I ask because at this moment the movie seems to go somewhere totally different: in spirit and tone as well as direction. We cut to some new talk from creepy old Norwegian guy about Thale's need to be with her own kind and find love. Liam Neeson`s cancer is cured. And Thale is shown walking in with the rest of the sirens, who for some reason all know and accept her. It really makes no sense in the context of what creepy old Norwegian guy had done up until this point of the film. He'd seemed to do everything within his power to turn Thale from a siren into a human, and that would assume having her spend time with humans and live as a human and all the sort of things that he was seting her up for. So was this added in because of focus groups? Executive meddling? Or was this always their idea, and this is just another disjointed idea in the spirit of the conspiracy guys?
So at the end Thale is walking out with the other creepy siren monsters, the guys are...same and sound and happy, and the conspiracy guys are what conspiracy guys I don't have a clue what you were talking about.
The acting was fairly decent in Thale, the Liam Neeson actor wasn't as good as early Liam Neeson but he isn't as bad as late Liam Neeson either. Not Liam Neeson wasn't as good, but he was competent enough, as was Thale. She's good at smiling, but I think the nuances of the character were basically abandoned and left empty. Thale as a young girl actress is actually far better at conveying the character. The other actors don't apper enough for us to even know or care about their performances. The direction is good and the editing pretty well paced: the film flirts briefly with being a horror or a thriller during the discovery of the lair.
In the end though, Thale is a mess where the writing wants to explore numerous concepts without developing them fully, and introducing plot elements and layers without setting them up or ultimately paying them off. If this does go through a focus group before you see it in theatres, maybe that wouldn't be a horribly bad thing.

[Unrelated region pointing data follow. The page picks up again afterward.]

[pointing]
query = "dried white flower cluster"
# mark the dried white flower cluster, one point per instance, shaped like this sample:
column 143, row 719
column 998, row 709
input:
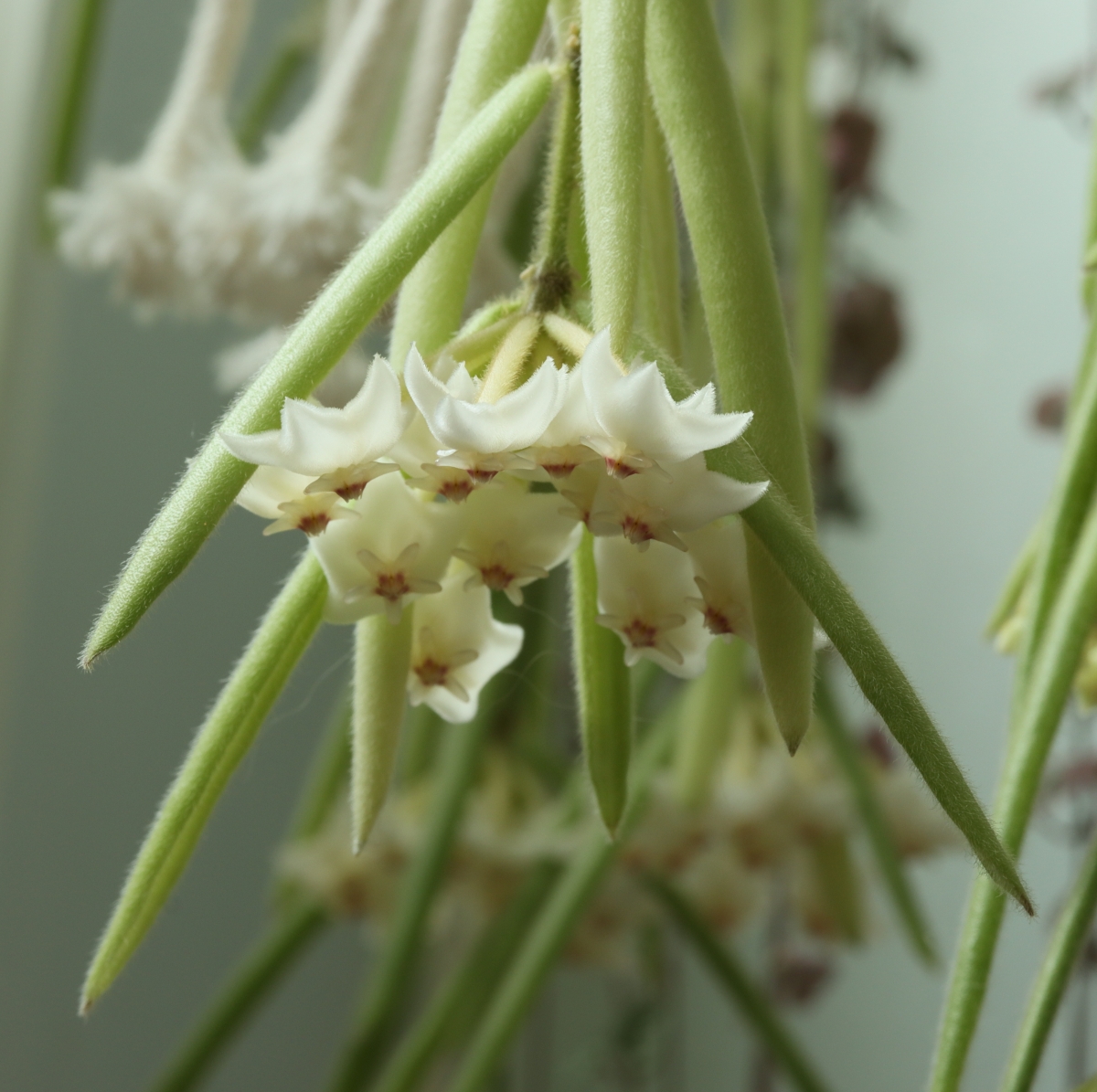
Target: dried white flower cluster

And now for a word about the Toronto International Film Festival itself: it's my first time attending, and I think the big mistake I made was attending the second weekend: by then, all the celebrities had left Toronto for better places to be: like Baghdad. The airing of Thale I attended wasn't really a TIFF event by that point: I paid $24 to watch a movie. And I don't like paying $11. The writers and producers and directors had already headed home, so the Q&A events that were the key draw of TIFF didn't happen. I understand this took place for most of the movies: Ben Affleck wasn't attending every showing of Argo by the end of the second week. Angelina Jolie wasn't posing for cameras by then either. It was a film festival without stars by the time I attended.

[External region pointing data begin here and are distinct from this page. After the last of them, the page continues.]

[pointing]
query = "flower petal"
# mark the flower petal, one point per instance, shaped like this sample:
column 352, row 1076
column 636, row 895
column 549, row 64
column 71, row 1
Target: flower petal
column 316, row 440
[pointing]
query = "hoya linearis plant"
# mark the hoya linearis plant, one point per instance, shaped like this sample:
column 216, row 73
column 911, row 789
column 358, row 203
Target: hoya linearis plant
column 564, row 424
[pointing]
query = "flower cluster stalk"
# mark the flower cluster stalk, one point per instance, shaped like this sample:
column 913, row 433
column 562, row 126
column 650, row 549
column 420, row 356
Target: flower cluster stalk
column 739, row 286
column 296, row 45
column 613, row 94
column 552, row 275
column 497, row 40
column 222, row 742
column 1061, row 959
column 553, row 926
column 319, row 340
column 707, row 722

The TIFF website is also a little low on some of the 'around town' details: where do you go to see the festival itself? I was able to find little tidbits here and there: Robinson Hall was where Oprah apparently went, and that's where you could get your photo taken in front of the TIFF background like you were a big celebrity (I did too, but then of course I am a big-ish celebrity). It would be nice for some sort of guide letting people know where they could partake of this awesomeness. TIFF is supposed to lure in the out-of-towners, that's easier to do when they have some remote idea of what they can be doing for the festival and where. It's a shame to see the Jasper in January festival do a better job at this.